Don't ya just HATE when that happens??? 
I did it at work the other day and added 2x the yeast to a batch of dough...
Those were very nice, puffy strawberry bagels!!


----------



## Andy M. (Dec 8, 2008)

In addition to taste, salt lessens the leavening effect of yeast as you saw with the hight of the loaf.


----------



## pacanis (Dec 9, 2008)

It had just a slight salt taste, but I may have been "looking" for it. I'm hoping the preservation qualities got a boost, because lately I have been having a problem seeing a loaf through until it's all eaten.


----------



## marigeorge (Dec 9, 2008)

Pacanis, I would rather have the bread a little saltier than usual, better than forgetting to put the salt, which has happened to me a few times....nothing worse than a flat tasting bread!


----------



## JMediger (Dec 9, 2008)

It's good to know that it didn't have any worse effects ... I often mess up measuring simply because I'm not paying attention.  Thank you for inadvertantly helping!


----------



## pacanis (Dec 9, 2008)

One time my bread came out like a big mushroom. I think I mixed up the 1-1/2 lb recipe with the 2 lb one.

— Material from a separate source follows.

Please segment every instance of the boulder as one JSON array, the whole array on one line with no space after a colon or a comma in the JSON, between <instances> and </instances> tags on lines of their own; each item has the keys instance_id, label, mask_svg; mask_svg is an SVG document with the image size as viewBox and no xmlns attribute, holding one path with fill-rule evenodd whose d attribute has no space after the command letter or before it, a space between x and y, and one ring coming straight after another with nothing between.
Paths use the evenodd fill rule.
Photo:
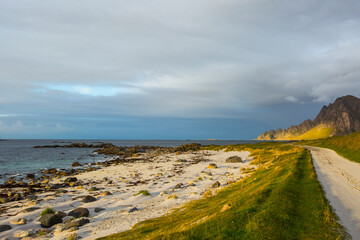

The book I use has the ingredients in the center of the page with the two loave's quantities on either side. I have since started to cover up the loaf I am not making.


----------



## expatgirl (Dec 9, 2008)

well, Pacanis, welcome to the "pack"......most of us have goofed up recipes at one time or another.....it's not like we get distracted.....right?  as for your  salt bread just tell people that it's pretzel  bread......if they see thru you then your dogs might just love you after all..............I know I once was making the homemade bread by hand and after the kneading realized I hadn't added salt period.......so I sprinkled the salt in and tried to mix it in as best as I could.....it wasn't too bad just a bit on the tough side.........


----------



## sattie (Dec 9, 2008)

Maybe you should of had a V8!


----------